Monday, February 19, 2024

Books of 2024: Week 8 - The Running Man

Cody goes on the run with a Bachman book.


THE RUNNING MAN by Richard Bachman (a.k.a. Stephen King)

Published under the Richard Bachman pen name, The Running Man is another book that author Stephen King wrote while in his “angry young man” phase, which is reflected in other Bachman books like The Long Walk and especially Rage. (The Bachman book Roadwork, on the other hand, was written out of grief when King was mourning the death of his mother.) All four of the early Bachman books fit very well together, and they do all read like the voice of a writer who was someone largely, but not entirely, separate from King. It’s interesting to read these books and compare them to the books King had published under his own name. You could believe Bachman was someone else, if not for the King-isms that slip through... and the Maine connections. In The Running Man, we even get reference to Derry, the place that would end up becoming the setting of King’s epic It years later.

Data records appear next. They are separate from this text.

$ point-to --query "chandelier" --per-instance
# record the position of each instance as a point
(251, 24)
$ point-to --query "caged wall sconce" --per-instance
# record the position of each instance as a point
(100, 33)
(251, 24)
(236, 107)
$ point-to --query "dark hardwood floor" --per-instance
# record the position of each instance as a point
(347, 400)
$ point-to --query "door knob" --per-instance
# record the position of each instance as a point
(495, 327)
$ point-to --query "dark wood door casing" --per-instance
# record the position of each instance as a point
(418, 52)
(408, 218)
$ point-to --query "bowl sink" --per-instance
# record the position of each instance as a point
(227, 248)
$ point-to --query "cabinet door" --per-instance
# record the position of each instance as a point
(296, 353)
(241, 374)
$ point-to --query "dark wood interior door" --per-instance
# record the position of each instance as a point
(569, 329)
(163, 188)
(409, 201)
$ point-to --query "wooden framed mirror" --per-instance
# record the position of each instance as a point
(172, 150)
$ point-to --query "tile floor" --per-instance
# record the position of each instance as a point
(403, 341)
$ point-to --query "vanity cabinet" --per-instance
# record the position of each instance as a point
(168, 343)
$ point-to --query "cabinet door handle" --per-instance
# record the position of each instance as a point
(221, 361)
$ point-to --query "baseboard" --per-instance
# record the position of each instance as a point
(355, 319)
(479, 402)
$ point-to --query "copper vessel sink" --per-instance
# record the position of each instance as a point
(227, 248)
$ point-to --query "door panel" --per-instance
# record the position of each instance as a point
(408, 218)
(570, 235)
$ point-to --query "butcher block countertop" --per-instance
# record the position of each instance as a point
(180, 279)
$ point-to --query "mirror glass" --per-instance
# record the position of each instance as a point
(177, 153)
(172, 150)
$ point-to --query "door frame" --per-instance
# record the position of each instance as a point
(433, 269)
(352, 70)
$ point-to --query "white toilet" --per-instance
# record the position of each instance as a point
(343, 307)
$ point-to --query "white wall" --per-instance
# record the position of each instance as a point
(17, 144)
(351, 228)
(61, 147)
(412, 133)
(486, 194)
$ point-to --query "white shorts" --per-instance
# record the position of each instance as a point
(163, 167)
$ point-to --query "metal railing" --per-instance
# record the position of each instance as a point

Like The Long Walk, The Running Man is set in a dark future where American citizens happily go along with games that result in the deaths of contestants. King was envisioning game shows being taken to extremes when writing this book, but at the same time he was also predicting the rise of reality shows. While Games Network programs like Swim the Crocodiles, How Hot Can You Take It, and Treadmill to Bucks (which forces people to walk on a treadmill while answering trivia questions and only accepts contestants who are chronic heart, liver, or lung patients) may be shot in a controlled studio, the one called The Running Man sends its contestants out into the world on their own, with the caveat that they have to shoot their own videos – which are like the confessional moments we see on so many reality shows – and send them in to the network.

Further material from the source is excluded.